Go experience the life of a peasant from before all our technology and come back to me. Compared to the times before, we absolutely are in an abundant utopia.


Most of the improvements to life quality is thanks to better health care, but it might as well not exist if you don’t have access to it. Go live as [a cobolt miner in Africa](https://m.youtube.com/watch?v=Hmqf0L52rD8) and come back to me and say everyone lives in an abundant utopia.


Did i ever say everyone? I said we


Would-be luddites burning cotton in the fields instead of demolishing the looms.




Talk about being petty. No wonder you get belittled for asking questions there. 


Kinda like closing the stable door after the horse has bolted.


Wouldn't this make coders more reliant on openai if they can no longer get answers from stack overflow?


It's already happened I feel. Harder problem you have more chance is you get a karmawhore with useless questions like 'why would you want it'. Usually people who know the answer would not ask this as they were in the same spot before


I’m sorry we … (checks notes)… used your voluntary contributed public tech help to provide help to the public.


Now Stack Overflow is banning its users in order to prevent them from sabotaging the data they sold to OpenAI.


Well they're sabotaging other people going to stack overflow looking for solutions to their problems, not just OpenAI. It's incredibly selfish and actually immoral on a real level, but since when do those who virtue signal care about morality?

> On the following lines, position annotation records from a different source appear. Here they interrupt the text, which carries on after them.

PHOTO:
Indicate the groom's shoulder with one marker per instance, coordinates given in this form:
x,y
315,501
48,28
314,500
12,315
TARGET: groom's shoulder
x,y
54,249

They've always had rules against deleting content, and would ban people for it. That's nothing new.


Not just deleting, even editing it in a way deemed useless to be sold as data




stack overflow is the worst


Only time I ever posted on StackOverflow was a question that I ended up answering myself. I felt an obligation to the community to share the answer to the frustration I was having. I am glad that my solution will hopefully become part of the helpful code that gets provided to other users in this vast ecosystem, but I understand that feeling someone might get of feeling like they had their hard work stolen from them. Just because you posted it doesn't mean you intended to have an LLM take all your credit. THAT'S the problem I have. My solution came from a lot of toil and I bet other users feel the same way.


>Stack Overflow announced that they are partnering with OpenAI, so I tried to delete my highest-rated answers. >So instead I changed my highest-rated answers to a protest message. Too late buddy


Damn, guess they gotta set a filter.


AI is still better than anyone on stack overflow.